En efecto, Barack Hussein Obama nació en 1961 en Honolulu (Hawai) de un padre keniata de familia musulmana y una madre norteamericana blanca originaria del estado de Kansas. Su padre abandonó la familia cuando el niño tenía dos años y su madre se volvió a casar con un indonesio, con lo que Obama vivió en Yakarta hasta los diez años. Después volvió a Honolulu con sus abuelos maternos y allí terminó su enseñanza secundaria en 1979. Su educación superior tuvo lugar sobre todo en la Universidad de Columbia (Nueva York) y en la Facultad de Derecho de la Universidad de Harvard. Entre Columbia y Harvard, Obama pasó tres años (1985-1988) dirigiendo un proyecto de «desarrollo comunitario» en el South Side, un distrito pobre de Chicago. Sin duda, durante aquel periodo entró en contacto con la comunidad afroamericana, pero lo cierto es que sus años formativos discurrieron muy lejos de esa órbita étnica y cultural.

Una conexión tardía con Chicago y con la comunidad negra americana no desdibuja lo esencial de su biografía que, como él mismo dice, se caracteriza por el exotismo.
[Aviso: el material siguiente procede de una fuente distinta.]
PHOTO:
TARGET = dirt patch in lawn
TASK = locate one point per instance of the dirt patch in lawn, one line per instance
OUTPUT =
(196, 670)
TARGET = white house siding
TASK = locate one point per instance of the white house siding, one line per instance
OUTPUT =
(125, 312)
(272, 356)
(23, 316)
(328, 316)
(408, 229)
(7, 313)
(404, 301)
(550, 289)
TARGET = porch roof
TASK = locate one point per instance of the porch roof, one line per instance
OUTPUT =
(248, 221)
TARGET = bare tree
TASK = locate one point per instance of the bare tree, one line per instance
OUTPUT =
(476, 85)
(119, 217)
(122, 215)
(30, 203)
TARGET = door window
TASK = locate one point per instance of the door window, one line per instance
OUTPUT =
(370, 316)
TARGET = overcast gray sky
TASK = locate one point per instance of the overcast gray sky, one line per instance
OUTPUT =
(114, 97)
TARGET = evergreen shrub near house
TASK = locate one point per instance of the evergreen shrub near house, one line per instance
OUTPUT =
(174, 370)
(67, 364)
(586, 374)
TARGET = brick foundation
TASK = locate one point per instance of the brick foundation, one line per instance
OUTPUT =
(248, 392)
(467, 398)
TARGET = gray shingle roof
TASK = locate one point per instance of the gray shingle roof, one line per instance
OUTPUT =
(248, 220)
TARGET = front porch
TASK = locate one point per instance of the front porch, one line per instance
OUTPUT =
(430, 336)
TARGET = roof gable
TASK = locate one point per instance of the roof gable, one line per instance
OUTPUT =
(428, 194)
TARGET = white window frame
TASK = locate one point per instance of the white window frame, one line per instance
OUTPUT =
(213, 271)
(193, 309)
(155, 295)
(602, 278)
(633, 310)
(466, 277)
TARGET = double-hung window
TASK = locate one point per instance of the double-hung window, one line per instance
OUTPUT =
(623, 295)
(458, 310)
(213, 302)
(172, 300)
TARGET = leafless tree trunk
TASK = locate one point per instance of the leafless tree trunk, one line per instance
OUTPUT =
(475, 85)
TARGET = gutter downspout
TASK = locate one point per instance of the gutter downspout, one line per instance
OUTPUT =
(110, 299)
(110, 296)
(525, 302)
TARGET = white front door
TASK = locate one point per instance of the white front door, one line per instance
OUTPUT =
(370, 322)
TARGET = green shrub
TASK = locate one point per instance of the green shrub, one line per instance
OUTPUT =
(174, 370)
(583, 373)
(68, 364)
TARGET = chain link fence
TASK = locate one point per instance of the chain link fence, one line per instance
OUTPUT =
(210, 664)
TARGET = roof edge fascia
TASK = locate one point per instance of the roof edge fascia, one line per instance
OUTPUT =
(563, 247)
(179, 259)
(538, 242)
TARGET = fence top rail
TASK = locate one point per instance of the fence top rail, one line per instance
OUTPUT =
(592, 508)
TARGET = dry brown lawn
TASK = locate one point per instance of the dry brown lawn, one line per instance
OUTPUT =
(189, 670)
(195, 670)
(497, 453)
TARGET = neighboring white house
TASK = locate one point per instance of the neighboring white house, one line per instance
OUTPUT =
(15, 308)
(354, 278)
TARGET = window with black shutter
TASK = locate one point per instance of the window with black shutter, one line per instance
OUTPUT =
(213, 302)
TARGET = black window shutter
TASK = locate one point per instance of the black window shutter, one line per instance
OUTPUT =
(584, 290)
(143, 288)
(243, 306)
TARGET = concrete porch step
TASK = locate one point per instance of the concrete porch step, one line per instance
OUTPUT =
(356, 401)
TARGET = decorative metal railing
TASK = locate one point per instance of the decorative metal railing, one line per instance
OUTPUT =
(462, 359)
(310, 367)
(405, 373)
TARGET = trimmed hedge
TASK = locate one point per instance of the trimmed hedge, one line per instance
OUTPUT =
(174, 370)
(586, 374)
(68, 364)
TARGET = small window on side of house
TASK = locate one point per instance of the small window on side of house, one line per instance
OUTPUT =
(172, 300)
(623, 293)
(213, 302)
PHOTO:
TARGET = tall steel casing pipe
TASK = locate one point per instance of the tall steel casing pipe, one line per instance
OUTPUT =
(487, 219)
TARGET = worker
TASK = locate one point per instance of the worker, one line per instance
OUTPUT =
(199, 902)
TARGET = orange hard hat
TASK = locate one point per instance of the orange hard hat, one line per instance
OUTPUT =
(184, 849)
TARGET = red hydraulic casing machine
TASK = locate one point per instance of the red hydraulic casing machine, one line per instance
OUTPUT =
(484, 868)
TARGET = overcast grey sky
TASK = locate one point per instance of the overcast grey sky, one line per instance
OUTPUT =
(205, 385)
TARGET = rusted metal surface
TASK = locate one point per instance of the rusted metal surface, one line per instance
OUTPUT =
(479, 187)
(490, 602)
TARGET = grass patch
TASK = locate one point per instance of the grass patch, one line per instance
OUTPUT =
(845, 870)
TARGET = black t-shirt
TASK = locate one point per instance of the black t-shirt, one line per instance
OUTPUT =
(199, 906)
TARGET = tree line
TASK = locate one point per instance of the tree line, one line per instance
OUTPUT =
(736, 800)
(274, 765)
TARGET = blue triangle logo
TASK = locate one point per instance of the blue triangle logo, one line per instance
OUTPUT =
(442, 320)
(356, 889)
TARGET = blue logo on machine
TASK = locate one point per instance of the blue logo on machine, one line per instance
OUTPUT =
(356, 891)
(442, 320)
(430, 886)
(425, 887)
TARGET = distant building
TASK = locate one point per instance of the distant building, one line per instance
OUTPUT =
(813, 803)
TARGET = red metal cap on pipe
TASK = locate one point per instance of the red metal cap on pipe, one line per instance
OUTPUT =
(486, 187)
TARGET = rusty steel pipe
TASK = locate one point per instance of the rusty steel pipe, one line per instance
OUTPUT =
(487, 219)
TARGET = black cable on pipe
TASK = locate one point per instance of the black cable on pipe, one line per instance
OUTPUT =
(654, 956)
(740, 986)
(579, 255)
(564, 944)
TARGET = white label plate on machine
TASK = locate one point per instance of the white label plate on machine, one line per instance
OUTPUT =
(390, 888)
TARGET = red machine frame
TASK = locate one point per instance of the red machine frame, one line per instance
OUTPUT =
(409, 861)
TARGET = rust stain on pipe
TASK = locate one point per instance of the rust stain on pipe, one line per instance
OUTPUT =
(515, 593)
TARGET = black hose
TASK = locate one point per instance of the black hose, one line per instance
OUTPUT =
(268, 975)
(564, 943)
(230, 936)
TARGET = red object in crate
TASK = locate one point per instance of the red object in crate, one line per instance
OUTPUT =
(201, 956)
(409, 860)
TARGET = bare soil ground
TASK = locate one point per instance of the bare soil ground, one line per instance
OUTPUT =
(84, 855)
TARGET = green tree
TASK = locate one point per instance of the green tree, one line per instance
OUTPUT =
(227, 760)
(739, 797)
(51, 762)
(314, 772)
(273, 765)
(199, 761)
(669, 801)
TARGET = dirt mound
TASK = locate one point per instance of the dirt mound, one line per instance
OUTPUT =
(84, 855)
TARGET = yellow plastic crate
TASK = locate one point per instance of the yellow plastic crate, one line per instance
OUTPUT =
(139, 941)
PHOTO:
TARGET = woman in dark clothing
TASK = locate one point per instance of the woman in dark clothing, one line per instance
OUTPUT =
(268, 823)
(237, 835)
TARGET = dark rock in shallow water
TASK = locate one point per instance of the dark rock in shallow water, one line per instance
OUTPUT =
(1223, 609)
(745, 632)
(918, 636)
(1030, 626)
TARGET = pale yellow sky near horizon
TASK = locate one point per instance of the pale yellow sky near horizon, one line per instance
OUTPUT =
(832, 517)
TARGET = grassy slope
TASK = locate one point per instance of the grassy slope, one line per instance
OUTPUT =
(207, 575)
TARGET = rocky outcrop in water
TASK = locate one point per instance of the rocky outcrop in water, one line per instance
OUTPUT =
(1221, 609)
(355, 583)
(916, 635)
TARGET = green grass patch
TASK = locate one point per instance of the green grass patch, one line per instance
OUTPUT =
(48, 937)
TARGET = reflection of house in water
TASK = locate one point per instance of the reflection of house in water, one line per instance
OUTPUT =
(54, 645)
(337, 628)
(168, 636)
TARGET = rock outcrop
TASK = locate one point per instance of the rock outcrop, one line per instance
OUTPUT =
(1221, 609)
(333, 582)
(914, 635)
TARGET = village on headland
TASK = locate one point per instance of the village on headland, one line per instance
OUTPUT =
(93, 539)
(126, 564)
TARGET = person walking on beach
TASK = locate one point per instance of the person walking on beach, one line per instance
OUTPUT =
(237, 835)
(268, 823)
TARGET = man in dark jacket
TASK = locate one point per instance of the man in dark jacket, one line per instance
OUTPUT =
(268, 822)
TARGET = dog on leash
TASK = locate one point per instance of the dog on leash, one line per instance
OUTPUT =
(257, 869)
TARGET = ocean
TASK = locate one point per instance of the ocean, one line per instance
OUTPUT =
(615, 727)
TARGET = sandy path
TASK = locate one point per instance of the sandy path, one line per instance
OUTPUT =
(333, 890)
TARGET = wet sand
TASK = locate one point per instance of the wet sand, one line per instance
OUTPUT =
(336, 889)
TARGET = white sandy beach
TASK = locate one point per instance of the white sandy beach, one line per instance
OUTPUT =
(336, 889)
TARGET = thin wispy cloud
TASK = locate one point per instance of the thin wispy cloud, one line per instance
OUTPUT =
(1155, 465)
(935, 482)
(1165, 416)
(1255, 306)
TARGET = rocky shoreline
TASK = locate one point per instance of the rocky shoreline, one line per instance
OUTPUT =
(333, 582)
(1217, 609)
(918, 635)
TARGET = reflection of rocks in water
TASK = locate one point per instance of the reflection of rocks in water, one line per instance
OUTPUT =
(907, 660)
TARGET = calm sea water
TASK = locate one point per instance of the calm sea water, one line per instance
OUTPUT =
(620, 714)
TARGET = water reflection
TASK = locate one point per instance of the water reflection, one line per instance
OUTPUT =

Cabe decir que esa biografía es fruto de la gran ascensión de los Estados Unidos durante la segunda mitad del siglo XX. Cuando un país deviene en gran potencia mundial, ocurre un doble movimiento: se proyecta sobre el mundo y recibe en su seno al mundo, lo que acaba transformando las trayectorias vitales tradicionales de sus ciudadanos, cuyas biografías se van salpicando de elementos foráneos. Así le ha ocurrido a Barack Obama, y esos elementos resuenan favorablemente, sin duda, en muchos rincones del planeta. Pero, sobre todo, su exotismo le permite escapar de las intrincadas clasificaciones que han regido la vida política norteamericana hasta nuestros días y dirigirse de manera mucho más libre y directa a todos sus conciudadanos. Ello le convierte —la combinación es formidable— en un símbolo de la globalización y en un candidato postamericano, es decir, distinto de la América que hasta ahora hemos conocido.